Georgia Tech Researchers Develop New Tool to Preserve Crash Report Privacy
When a user opts to send a crash report following a program failure, the report could share personal information including usernames, passwords, and other confidential details.
This is why Georgia Tech researchers created a new tool called Desensitization that generates crash reports that preserve the original error — whether a bug or an attack — without exposing privacy. The method is also smaller than half of all crash reports, taking less than 15 seconds to process and significantly saving resources for both users and developers.
“Crash dumps can have a severe outcome, including sensitive information leaking from end users, bad publicity, and financial liability for developers if a data breach happens,” said School of Computer Science Ph.D. student Ren Ding. “We came up with the idea to desensitize crashes while keeping necessary attack payloads before sharing it to the developers.”
Desensitization is effective at removing more than 80 percent of potential sensitive data from Linux crash reports and nearly 50 percent of Windows crash reports.
The problem with crash reports
Crash reports usually include a coredump file that contains the central processing unit context and memory of the program, or the program inputs that made it crash. Both can include sensitive data, from session tokens to personal contact information.
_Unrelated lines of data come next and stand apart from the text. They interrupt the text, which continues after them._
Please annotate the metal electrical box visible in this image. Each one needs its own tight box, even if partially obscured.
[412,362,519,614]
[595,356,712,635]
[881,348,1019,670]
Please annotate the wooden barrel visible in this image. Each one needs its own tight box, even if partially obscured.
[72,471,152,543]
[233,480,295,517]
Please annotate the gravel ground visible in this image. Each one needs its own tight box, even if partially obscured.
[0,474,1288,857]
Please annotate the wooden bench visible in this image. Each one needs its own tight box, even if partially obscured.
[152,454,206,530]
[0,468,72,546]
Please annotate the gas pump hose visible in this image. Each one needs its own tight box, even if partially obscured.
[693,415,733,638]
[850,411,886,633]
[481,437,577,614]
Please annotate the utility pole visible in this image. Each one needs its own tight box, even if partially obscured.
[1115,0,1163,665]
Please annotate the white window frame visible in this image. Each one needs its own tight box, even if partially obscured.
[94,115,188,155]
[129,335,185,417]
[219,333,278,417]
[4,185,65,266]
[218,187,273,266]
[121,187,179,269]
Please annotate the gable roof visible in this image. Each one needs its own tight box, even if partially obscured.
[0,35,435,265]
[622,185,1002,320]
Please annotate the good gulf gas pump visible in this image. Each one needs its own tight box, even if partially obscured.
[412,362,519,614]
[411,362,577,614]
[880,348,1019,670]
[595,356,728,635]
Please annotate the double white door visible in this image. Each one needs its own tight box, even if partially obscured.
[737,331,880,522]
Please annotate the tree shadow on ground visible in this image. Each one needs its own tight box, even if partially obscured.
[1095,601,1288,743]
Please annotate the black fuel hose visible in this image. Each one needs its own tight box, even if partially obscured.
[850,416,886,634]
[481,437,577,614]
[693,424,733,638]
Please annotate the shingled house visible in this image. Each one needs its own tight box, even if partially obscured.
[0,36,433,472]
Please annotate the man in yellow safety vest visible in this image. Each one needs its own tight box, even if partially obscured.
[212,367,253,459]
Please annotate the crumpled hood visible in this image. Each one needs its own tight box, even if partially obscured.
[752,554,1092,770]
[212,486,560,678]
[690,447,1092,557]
Previous techniques to remove this type of data weren’t effective. Relying on developers to hand-annotate the data is time consuming and error prone. Another method that uses a pattern-based search to identify private data, such as email addresses, doesn’t work on program-specific data. The biggest issue with both methods is how much computation they require.
How Desensitization works
In contrast, Desensitization first runs on the user side to decouple general information and crash evidence from personal data. The order is strategic, according to Ding. End users may not have as much computation power as developers, so debugging and analysis isn’t efficient at the source.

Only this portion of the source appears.